NearLink technology was introduced in December 2021, with a focus on applications for cars. In August, Richard Yu, the head of Huawei’s consumer business, announced its integration into the ecosystem of their self-developed operating system for consumer devices. As he delivered that presentation, the Bluetooth and Wi-Fi icons typically seen on smartphones converged on the screen behind him into a green “NearLink" icon.

Yu said on Monday the technology found applications in consumer electronics, electric vehicles, industrial manufacturing and more, providing the interconnectivity for Huawei’s homegrown ecosystem. NearLink may prove vital as Huawei struggles to cope with the impact of sanctions that made it difficult to source the advanced chips needed to power its devices.

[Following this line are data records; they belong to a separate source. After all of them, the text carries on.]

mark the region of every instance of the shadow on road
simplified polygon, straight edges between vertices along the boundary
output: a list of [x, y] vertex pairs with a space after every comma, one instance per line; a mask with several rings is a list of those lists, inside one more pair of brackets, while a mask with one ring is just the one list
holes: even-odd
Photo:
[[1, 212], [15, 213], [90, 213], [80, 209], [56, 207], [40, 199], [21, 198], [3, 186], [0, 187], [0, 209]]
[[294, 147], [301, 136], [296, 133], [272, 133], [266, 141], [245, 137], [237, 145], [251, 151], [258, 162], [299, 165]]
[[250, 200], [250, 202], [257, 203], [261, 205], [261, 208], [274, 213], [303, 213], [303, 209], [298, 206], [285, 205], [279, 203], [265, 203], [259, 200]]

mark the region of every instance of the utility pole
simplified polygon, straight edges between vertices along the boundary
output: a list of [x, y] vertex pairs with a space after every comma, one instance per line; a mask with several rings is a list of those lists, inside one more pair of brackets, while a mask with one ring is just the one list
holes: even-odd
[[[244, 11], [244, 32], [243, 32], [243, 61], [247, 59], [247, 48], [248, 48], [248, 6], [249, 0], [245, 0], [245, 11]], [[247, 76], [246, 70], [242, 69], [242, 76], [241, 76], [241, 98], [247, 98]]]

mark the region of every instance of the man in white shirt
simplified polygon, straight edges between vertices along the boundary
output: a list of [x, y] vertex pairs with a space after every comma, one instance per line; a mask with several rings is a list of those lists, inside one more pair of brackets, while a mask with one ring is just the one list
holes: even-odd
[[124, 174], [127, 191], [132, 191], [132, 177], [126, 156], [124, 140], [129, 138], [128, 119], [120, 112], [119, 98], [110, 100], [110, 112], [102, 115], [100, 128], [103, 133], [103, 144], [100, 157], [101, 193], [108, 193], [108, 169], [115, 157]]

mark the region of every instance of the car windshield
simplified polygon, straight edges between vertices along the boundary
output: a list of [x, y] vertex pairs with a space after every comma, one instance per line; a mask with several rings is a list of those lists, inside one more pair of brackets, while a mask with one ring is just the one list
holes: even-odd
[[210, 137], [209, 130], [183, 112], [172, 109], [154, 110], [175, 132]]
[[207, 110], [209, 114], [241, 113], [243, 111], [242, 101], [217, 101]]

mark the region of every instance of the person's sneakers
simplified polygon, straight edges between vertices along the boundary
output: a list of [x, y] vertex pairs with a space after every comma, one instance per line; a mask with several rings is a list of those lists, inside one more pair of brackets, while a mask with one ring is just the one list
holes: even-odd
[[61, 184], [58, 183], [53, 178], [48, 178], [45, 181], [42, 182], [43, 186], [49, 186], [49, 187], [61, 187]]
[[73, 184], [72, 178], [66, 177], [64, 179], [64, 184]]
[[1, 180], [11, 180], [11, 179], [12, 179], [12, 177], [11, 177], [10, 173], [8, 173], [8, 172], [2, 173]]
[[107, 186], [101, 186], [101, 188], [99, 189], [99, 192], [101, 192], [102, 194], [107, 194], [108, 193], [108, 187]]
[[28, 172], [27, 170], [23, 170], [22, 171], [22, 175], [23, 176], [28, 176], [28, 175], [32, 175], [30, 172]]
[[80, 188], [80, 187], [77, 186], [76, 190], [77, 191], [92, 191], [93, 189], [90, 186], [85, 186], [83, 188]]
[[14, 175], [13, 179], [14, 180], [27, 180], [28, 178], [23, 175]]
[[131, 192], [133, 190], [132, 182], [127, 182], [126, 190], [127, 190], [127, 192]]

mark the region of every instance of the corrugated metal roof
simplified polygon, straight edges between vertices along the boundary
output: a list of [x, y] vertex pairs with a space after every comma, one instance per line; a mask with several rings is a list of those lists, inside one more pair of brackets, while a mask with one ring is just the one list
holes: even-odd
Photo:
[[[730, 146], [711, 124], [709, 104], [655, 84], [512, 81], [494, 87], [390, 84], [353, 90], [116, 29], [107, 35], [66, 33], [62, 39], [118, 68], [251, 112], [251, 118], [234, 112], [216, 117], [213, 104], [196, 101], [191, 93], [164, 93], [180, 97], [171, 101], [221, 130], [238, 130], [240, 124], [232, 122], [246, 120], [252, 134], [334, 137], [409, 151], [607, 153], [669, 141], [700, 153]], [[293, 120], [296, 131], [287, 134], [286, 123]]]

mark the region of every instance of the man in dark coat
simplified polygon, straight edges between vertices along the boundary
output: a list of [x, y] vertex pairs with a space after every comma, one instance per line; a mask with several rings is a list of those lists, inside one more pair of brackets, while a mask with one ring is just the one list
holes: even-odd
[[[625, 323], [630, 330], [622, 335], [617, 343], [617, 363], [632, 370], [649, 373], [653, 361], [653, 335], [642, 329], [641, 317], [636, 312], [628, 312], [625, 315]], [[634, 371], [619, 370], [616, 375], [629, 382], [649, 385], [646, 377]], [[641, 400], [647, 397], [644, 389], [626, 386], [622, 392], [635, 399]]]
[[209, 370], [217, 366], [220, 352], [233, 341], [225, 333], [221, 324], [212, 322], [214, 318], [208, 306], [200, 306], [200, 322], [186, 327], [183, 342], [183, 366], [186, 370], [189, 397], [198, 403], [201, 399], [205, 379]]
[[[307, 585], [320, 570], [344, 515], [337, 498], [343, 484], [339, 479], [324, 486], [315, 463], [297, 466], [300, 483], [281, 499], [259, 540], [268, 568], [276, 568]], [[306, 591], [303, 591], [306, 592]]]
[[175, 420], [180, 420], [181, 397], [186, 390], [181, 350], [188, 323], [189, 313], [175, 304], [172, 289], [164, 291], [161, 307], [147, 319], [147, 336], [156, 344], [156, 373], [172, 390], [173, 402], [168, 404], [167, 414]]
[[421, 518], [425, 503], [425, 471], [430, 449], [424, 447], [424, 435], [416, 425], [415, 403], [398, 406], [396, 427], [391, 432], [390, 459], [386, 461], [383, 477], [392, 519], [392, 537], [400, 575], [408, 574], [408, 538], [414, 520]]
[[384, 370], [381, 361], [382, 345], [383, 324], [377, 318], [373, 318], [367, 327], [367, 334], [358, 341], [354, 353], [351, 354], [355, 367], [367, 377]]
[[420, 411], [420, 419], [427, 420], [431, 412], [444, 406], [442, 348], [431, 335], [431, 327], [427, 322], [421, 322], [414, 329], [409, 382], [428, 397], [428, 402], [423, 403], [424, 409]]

Yu didn’t introduce the latest high-speed handsets during Monday’s presentation, saying only that the company is working extra hours to meet demand.

U.S. Commerce Secretary Gina Raimondo said at last week’s hearing of the House Science, Space and Technology Committee that while she was upset by the announcement of Huawei’s new smartphones, the U.S. couldn’t find evidence that the company is able to produce devices with advanced chips.

A report from Canadian semiconductor-information platform TechInsights said China’s biggest contract chip maker, Semiconductor Manufacturing International, made the core chip inside the device, but that it also contained memory components from South Korea’s SK Hynix.

China’s technological rise is intricately tied to its global ambitions, leveraging advancements to expand its geopolitical influence. One example is Beidou, a substitute for the U.S.’s satellite-based Global Positioning System. China has also set a domestic standard for a new way of designing chips, while global chip giants also formed a coalition to create them.

In September 2020, China formed an alliance for the country’s own short-range wireless technologies that now includes more than 300 companies and institutions—mostly domestic—including state-owned telecom carriers and makers of smart devices and cars such as Huawei, Oppo and BYD.

Huawei remains the world’s largest seller of telecom equipment, according to market-research firm Dell’Oro Group. It commands about a third of the global market, with sales about twice those of the second- and third-ranked suppliers, Nokia and Ericsson, Dell’Oro Group says.